O Regulamento do Serviço de Policial, de Limpeza e de Sanidade Pública do concelho do Ibo, de 1898[1], fornece-nos a toponímia da Vila que se segue:

[1] - Boletim da Companhia do Nyassa nº3, de 14.5,1898, p. 34.
Esta toponímia da Vila do Ibo, com a implantação da República Portuguesa, seria alterada pela Portaria nº 145, de 12/11/1910 (Boletim da Companhia do Nyassa, de 31/3/1911, para:
- Rua de El-Rei→Rua da República;
- Rua D. Maria Pia→Rua Almirante Reis;
- Rua Conselheiro Mariano de Carvalho→Av.

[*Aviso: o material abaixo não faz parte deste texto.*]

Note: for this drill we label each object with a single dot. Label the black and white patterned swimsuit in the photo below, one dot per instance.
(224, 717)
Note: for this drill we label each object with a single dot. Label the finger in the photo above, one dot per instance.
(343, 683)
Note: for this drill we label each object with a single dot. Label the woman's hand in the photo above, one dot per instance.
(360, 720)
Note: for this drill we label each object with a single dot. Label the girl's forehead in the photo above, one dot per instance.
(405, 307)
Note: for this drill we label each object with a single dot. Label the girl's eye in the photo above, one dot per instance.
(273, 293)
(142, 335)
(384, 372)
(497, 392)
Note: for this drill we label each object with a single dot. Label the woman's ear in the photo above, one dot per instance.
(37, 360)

Mariano de Carvalho;
- Rua Infante D. Afonso→Rua Miguel Bombarda;
- Rua do Principe Real→Rua 5 de Outubro;
- Rua D. Manuel→Rua Machado dos Santos;
- Rua Nova→Rua António José de Almeida;
- Rua d'Alegria→Rua João Chagas;
- Rua do Forte de Santo António→Rua Coronel Barreto;
- Rua 27 de Julho→Avenida Afonso Costa;
- Travessa que liga as duas ruas anteriores, sem nome→Travessa Alves da Veiga;
- Praça D. Manuel, Praça da Residência e Largo do Doutor→Praça da República;
- Largo Joaquim Machado→Rua Conselheiro Machado;
- Travessa de El-Rei→Travessa da República;
- Travessa do Principe Real→Travessa Afonso Costa;
- Travessa Mariano de Carvalho→Travessa Mariano de Carvalho;
- Caminho que vai do Largo Joaquim Machado para a Praça→Avenida Teófilo Braga;
- Largo do Matadouro→Largo António Enes.
Estas designações toponímicas mantinham-se, ainda, em 1974.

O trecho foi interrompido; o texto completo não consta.